This study analysed the baseline characteristics of 4,477 middle-aged and elderly patients and revealed significant associations between various factors and depression. Our data clearly indicate that factors such as gender, marital status, place of residence, disability and retirement status, health behaviours, and self-rated health status may all have a significant impact on the onset of depression. In this study, the proportion of female patients in the depression group was higher than that of male patients, a finding consistent with numerous studies in the literature, further confirming that women are more vulnerable to the incidence of depression.The observed gender disparity aligns with existing literature showing higher depression prevalence in females, potentially linked to physiological (e.g., hormonal fluctuations) and socio-cultural factors, particularly the effects of the menstrual cycle, pregnancy, and menopause on mood [28, 29]. At the same time, socio-cultural factors play a significant role in this dynamic.In contrast, men are typically expected to exhibit strength and emotional restraint [30, 31]. On the other hand, the incidence of depression among married patients is relatively low (14% vs. 10%), a finding that highlights the protective role of good social support for mental health [32–34].

There is a significant difference in the incidence of depression between urban and rural residents, with the prevalence among rural residents at 64%, compared to just 36% for urban residents.

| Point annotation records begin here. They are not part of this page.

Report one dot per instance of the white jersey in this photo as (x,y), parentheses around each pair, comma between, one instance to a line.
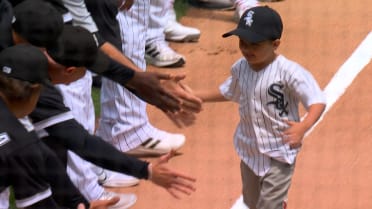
(266,98)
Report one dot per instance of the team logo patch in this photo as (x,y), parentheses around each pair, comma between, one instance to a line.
(4,138)
(276,92)
(249,18)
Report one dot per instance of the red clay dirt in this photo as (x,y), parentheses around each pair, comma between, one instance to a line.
(334,168)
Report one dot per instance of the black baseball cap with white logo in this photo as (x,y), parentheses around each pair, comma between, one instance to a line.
(77,47)
(25,62)
(38,22)
(258,24)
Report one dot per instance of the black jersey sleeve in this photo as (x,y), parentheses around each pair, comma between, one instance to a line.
(13,135)
(49,105)
(95,150)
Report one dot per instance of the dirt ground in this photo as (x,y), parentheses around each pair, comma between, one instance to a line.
(334,168)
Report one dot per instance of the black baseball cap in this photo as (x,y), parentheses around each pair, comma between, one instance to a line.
(258,24)
(38,22)
(77,47)
(25,62)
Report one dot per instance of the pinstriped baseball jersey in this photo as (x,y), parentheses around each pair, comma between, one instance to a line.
(266,98)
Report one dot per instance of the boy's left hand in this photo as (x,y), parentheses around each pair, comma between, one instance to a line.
(294,134)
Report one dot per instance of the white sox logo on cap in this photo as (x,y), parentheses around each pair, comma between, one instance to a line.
(249,18)
(7,70)
(4,138)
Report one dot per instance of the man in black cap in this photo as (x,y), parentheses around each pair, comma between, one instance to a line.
(62,55)
(26,164)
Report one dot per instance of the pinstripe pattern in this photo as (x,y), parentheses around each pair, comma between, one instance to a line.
(157,20)
(77,96)
(262,109)
(124,122)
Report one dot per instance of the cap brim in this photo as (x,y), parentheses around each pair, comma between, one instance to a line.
(246,35)
(100,64)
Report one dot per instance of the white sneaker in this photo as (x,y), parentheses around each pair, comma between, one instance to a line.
(212,4)
(126,200)
(159,145)
(115,179)
(174,31)
(160,54)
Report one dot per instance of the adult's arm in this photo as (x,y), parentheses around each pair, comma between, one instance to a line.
(95,149)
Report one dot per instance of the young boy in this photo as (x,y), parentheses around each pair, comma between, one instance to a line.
(268,88)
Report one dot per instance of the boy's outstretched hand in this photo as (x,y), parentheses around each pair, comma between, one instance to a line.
(174,182)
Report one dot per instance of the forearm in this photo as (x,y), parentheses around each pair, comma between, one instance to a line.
(118,56)
(313,114)
(211,96)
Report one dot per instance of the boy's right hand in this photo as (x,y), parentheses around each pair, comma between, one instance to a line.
(174,182)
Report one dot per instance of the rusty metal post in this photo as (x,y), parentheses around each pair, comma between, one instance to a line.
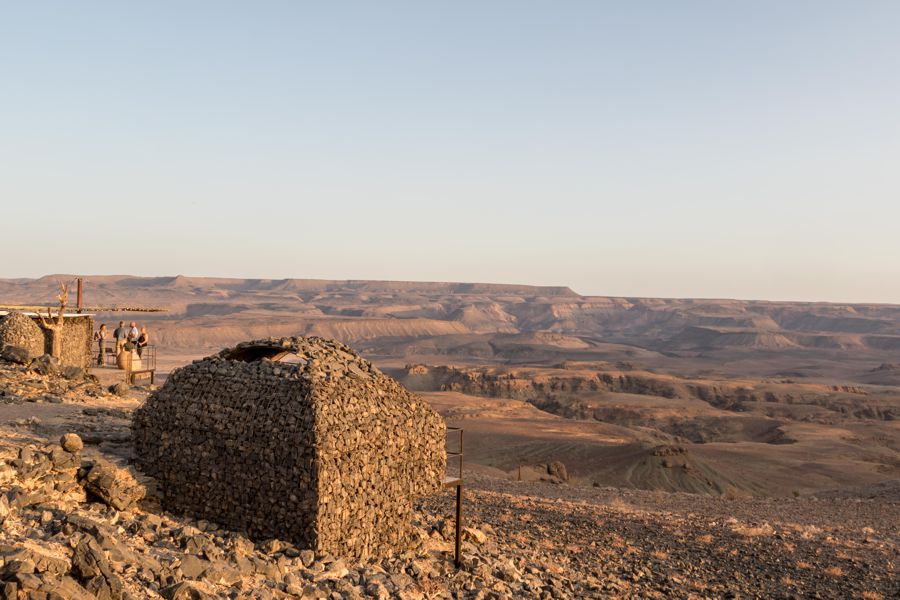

This disparity may be closely linked to several factors. First, the lack of medical resources in rural areas and the absence of specialized mental health services hinder rural residents'access to timely and effective psychological interventions [35].Moreover, rural residents often have weak social support networks. Rural residency was associated with elevated depression risk, possibly reflecting disparities in healthcare access and socioeconomic stressors [36].

At the same time, the lifestyle and economic conditions of rural residents are also important factors affecting mental health. Low economic levels may subject rural residents to greater life pressures, such as poverty and increased medical burdens, which can weaken their ability to resist depression [37, 38].

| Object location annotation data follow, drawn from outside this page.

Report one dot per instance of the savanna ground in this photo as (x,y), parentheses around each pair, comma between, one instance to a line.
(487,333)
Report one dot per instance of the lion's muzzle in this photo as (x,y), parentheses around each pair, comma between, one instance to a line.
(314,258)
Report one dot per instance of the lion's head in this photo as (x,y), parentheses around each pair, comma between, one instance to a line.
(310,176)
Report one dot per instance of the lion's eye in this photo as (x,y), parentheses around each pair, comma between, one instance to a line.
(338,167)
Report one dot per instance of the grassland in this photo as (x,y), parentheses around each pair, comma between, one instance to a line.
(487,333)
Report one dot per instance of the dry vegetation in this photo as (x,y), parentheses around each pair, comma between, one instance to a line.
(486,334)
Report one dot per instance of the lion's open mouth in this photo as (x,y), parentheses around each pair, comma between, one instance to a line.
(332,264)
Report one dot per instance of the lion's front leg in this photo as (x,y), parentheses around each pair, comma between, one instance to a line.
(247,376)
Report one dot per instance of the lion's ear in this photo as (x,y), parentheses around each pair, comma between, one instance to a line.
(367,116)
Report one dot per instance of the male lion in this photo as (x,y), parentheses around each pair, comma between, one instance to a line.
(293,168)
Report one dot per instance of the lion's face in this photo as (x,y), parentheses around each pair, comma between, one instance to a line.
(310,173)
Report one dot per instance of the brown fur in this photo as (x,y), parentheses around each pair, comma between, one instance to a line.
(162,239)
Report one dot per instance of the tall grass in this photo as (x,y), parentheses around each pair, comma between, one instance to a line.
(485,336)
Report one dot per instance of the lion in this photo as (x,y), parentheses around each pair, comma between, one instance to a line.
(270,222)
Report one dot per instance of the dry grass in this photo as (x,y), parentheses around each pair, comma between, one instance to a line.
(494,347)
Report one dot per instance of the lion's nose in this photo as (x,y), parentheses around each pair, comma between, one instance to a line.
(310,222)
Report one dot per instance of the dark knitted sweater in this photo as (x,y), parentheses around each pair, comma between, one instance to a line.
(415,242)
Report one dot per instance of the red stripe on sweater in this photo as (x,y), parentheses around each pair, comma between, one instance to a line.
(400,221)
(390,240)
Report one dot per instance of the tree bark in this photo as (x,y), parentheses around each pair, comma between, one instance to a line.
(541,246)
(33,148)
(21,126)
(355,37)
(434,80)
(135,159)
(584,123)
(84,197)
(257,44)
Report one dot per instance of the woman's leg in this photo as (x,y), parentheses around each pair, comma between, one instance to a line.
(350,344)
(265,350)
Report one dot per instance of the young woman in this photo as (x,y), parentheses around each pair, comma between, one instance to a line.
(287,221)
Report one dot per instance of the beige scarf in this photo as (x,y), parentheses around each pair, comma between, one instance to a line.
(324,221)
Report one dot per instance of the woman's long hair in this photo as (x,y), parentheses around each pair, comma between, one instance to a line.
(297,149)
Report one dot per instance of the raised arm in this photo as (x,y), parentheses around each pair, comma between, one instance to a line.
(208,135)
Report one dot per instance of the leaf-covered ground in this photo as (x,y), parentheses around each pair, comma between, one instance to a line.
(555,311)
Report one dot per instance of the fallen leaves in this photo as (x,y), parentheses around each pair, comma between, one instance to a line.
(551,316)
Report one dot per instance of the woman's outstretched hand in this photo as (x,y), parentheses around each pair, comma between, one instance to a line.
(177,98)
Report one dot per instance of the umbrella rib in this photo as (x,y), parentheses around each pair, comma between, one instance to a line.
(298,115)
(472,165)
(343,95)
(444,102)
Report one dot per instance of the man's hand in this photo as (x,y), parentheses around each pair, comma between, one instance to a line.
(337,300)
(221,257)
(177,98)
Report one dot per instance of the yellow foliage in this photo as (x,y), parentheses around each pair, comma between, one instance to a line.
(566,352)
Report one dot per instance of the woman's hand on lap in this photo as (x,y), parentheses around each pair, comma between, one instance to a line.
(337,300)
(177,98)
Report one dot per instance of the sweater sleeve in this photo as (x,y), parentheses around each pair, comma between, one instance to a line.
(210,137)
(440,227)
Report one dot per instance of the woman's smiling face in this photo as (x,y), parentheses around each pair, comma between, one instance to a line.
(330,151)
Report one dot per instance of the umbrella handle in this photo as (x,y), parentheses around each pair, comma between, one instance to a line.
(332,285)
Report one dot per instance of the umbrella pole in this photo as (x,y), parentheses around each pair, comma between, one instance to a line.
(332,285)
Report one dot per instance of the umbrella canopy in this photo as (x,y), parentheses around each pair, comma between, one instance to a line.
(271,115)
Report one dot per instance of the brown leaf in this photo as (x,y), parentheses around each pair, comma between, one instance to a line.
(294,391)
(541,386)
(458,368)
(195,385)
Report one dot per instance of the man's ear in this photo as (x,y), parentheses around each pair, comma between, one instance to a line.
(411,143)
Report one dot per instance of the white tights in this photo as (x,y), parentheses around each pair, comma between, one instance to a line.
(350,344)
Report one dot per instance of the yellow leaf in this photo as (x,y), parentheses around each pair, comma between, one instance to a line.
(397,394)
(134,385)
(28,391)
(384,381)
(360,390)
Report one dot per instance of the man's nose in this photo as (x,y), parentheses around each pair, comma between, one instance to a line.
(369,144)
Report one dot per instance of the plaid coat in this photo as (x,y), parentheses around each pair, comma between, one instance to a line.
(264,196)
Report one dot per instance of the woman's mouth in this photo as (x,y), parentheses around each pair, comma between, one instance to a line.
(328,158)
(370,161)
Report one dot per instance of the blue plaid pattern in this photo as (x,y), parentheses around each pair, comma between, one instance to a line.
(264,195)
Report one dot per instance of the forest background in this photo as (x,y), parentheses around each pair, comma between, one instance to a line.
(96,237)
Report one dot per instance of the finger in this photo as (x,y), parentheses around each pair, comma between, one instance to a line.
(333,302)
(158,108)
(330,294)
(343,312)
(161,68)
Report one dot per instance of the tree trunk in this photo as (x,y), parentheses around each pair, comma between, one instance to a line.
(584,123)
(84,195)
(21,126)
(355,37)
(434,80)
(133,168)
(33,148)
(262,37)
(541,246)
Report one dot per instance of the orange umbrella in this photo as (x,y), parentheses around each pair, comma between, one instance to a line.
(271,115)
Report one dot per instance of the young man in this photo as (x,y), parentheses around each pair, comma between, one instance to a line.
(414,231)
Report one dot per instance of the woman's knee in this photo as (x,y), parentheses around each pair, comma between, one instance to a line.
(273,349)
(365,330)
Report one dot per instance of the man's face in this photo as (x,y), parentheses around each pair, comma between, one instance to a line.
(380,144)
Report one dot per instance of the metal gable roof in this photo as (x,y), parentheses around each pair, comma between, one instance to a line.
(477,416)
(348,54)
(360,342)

The study also revealed that the incidence of depression is significantly higher among disabled individuals and non-retired patients. This suggests that the loss of physical function and potential changes in social roles following retirement have a considerable impact on mental health. Disabled individuals often face physiological limitations that result in reduced mobility and social participation, leading to social isolation and feelings of loneliness—both of which are important risk factors for depression [39, 40]. For patients who are not yet retired, after retirement, individuals may experience feelings of loss and a decrease in social engagement, which can elevate the risk of depression [41]. Furthermore, there is a significant association between drinking and smoking habits and the occurrence of depression. This study found that among individuals with depression, 54% were non-drinkers and 59% were non-smokers, underscoring the importance of healthy behaviors for mental health. Drinking and smoking not only reflect underlying mental health issues but may also serve as risk factors for the development of depression [42]. Improving lifestyle choices can significantly reduce the incidence of depression, highlighting the importance of incorporating the control of harmful habits and the promotion of healthy lifestyles into public health intervention [43].

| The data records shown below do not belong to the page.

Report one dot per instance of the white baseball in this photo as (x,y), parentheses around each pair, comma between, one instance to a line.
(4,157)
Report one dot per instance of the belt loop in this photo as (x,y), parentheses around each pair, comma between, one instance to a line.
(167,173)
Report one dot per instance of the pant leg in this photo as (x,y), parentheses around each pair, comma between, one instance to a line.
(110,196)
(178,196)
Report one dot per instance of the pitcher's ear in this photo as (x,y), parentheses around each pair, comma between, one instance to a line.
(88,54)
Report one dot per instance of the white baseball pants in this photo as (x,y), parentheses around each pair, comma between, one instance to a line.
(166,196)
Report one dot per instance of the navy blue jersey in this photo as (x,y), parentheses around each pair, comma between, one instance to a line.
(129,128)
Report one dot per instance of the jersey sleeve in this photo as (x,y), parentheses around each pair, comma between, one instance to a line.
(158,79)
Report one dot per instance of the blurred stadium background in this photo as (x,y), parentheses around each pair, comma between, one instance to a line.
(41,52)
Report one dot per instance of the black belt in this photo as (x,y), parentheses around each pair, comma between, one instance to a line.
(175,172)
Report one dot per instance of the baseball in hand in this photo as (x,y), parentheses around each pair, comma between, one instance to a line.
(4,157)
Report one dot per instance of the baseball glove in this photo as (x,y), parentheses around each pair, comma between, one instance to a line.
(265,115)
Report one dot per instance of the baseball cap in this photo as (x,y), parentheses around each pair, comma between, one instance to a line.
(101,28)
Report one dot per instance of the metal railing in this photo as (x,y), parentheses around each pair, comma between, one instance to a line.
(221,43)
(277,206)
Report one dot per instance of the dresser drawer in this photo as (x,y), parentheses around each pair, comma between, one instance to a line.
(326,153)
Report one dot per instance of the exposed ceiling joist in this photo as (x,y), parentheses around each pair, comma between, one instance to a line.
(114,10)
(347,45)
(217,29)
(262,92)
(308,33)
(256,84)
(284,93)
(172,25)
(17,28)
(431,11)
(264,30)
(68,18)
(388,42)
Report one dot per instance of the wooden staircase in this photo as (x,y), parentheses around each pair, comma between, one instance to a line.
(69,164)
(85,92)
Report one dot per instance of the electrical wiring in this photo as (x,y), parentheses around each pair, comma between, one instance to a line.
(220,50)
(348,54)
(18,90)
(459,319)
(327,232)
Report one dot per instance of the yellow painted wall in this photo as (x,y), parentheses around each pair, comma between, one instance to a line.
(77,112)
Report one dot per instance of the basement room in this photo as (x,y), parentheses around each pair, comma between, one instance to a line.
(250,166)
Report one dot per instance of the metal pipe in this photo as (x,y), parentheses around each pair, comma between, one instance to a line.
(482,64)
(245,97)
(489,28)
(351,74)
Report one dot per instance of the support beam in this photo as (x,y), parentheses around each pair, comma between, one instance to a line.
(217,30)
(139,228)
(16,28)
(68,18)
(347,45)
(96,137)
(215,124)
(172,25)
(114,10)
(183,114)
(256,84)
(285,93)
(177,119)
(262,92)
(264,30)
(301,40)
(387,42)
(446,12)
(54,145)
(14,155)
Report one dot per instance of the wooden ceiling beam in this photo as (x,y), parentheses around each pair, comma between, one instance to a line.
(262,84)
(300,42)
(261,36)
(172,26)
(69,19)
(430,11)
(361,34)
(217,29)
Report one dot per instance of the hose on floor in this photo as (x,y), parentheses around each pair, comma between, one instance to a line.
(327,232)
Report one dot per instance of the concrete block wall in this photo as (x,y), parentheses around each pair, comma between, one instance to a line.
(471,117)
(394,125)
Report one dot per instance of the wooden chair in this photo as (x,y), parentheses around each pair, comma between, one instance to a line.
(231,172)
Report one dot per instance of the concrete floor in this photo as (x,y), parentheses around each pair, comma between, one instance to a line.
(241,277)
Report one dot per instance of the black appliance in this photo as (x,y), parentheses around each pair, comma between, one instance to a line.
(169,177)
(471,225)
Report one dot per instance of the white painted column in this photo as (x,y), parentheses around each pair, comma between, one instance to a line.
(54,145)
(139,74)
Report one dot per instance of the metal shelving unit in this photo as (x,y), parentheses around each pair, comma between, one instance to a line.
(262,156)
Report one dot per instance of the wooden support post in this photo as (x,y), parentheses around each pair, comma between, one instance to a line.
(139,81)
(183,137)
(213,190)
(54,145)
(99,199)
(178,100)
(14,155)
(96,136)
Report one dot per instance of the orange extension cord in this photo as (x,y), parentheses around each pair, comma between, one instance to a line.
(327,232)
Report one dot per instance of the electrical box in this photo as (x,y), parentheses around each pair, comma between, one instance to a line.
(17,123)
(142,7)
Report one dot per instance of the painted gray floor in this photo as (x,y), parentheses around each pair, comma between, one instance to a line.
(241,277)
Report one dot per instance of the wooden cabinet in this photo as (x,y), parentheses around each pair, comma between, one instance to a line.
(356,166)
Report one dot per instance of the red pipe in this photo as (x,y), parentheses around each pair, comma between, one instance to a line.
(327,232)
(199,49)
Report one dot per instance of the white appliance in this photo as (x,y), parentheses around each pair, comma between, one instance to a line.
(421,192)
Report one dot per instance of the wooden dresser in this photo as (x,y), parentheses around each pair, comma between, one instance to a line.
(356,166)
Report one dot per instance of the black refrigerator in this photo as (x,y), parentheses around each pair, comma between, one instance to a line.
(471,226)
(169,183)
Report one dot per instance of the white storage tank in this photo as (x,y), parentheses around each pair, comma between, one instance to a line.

Chronic diseases and pain showed significant associations with depression in our study, with 73% of patients with chronic illnesses exhibiting depressive symptoms. These conditions were linked to poorer daily functioning and quality of life measures, paralleling findings from prior epidemiological studies [44].The observed bidirectional patterns between chronic conditions and depressive symptoms underscore the importance of comprehensive care approaches. Notably, pain severity demonstrated a dose–response relationship with depression risk, consistent with previous reports of comorbid pain-depression syndromes [45]. Patients reporting poor self-rated health and limited social engagement exhibited markedly higher depression prevalence (64% vs 36%). While therapeutic strategies targeting these factors may prove beneficial, our predictive model specifically identifies them as key risk markers rather than causal determinants. Sleep disturbances covaried strongly with depressive symptoms, mirroring established psychophysiological correlations [46]. Age-related increases in depression risk tracked with accumulating health burdens and social isolation metrics, aligning with developmental stress accumulation theories [47].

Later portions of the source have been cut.